A Border Crossing to Remember
Travelling is fun. I don’t think anyone would argue with that. However, it can also be challenging and full of frustrating circumstances. Well you can either be deterred by these inconveniences or put your head down and power through. Here is a quick story about the latter.
I’ve just finished a few days in the largely student populated city of Novi Sad, Serbia. Thus, concluding an unplanned four week detour throughout eastern Europe. I’ll be reentering the Schengen area for the first time since taking the ferry to Croatia.
As I walk into the ticket office for the train station, I count my remaining Serbian Dinar and hope that I have enough to purchase my one way ticket to Budapest, Hungary. This proved to be an odd encounter. I asked the lady for a one way ticket to to Budapest, Hungary. The lady at the counter nodded her head and handed me a ticket. (See the pic) It clearly states the ticket is for Vrbas. I ask for a another confirmation that this is for BU-DA-PEST and she just nods and closes the ticket window. I reluctantly make my way to platform.
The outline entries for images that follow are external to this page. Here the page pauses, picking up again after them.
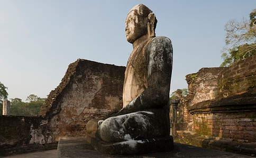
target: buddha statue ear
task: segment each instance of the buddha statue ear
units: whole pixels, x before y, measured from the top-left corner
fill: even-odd
[[[157,26],[157,20],[154,13],[149,13],[148,16],[149,22],[148,22],[148,34],[149,38],[156,37],[154,30]]]

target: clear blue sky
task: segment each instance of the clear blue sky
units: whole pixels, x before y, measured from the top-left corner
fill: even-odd
[[[225,24],[249,18],[255,0],[0,0],[0,81],[8,98],[47,97],[78,58],[126,66],[129,11],[142,3],[158,19],[157,36],[171,39],[171,92],[187,87],[185,76],[218,67]]]

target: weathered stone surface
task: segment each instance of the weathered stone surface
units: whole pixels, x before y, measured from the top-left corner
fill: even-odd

The conductor starts checking tickets about 10 minutes after the train set off. He is confused by my ticket. I try explain my situation, only to realize he was not understanding any of it. So a random person helped to translate from English to Serbian. Vrbas, as my ticket indicated, was not going to get me to Budapest. Go figure. I then ask to purchase the correct ticket. He explains that I have to buy a ticket from him to border of Serbia and then purchase another ticket from the Hungarian conductor to finish the trip to Budapest. The Serbian conductor said it would be no issue and all was good.
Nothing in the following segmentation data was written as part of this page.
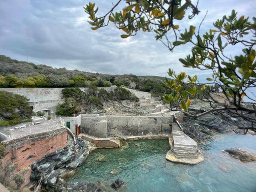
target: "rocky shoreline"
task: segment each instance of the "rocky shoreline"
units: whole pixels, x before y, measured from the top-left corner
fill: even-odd
[[[191,113],[198,114],[211,108],[206,102],[193,100],[190,107],[190,111]],[[248,125],[249,126],[249,123],[242,118],[230,118],[228,117],[228,112],[226,111],[221,113],[215,112],[197,119],[191,117],[184,118],[181,125],[185,134],[198,143],[203,144],[207,143],[207,140],[211,139],[212,135],[233,131],[242,134],[243,130],[238,129],[237,126],[245,127]]]
[[[67,147],[34,161],[31,166],[31,182],[37,184],[41,179],[41,184],[47,191],[64,187],[65,180],[75,173],[94,150],[93,144],[76,136],[75,139],[76,144],[69,138]]]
Lets just say that was not accurate. I’ve now arrived at the border. The Hungarian conductor has boarded the train. As our passports are being checked, refugees were being detained and people without passports were removed from the train. The border was very strict due to the fact it was an entrance point into the Schengen area. The Hungarian conductor checked my ticket. He looked at me and started speaking about my ticket. I had no idea what he was saying, but once again, someone was nice enough to translate. This didn’t help, he yelled at me and said “big fine 200 Euros” and then walked away. I was told he wanted to fine me that amount because I was train hopping and hadn’t paid for a ticket.
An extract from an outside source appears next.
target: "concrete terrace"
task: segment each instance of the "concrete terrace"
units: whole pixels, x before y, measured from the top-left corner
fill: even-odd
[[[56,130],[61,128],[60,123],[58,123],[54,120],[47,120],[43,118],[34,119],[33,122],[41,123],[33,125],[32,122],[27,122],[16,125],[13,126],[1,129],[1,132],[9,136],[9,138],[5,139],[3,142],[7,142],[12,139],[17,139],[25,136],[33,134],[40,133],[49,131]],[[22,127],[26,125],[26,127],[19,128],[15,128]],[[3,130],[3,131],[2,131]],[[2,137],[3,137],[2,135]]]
It was at this point I decided to take a crazy risk. I grabbed my passport, wallet, and phone, went up to the train door and pressed the open button. I climbed off the train and ran back towards the Serbian border. Four heavily armed Serbian military members yelled at me to stop and asked, in perfect English, “Where are you going?” I quickly explained the situation and told them I was running to buy a ticket and re-board the train before it left. They told me to go ahead and that if the train left, their was nothing they could do. I bounded across the tracks into the station toward the ticket office. Immediately bought a ticket to Budapest for about 16 euros and made a break back toward the train. I flashed the ticket to the military and they were all laughing at me. As I got to the foot of the train, the same conductor stepped off the train. He looked at me and I handed him my new ticket. He was confused, surprised, and quite angry. But, he let me back on the train with no further questions. I couldn’t believe it worked out.
The rest of the passengers were stunned to see me back on the train. I just smiled and reached for my Ipod. I was going to sleep through the rest of this trip.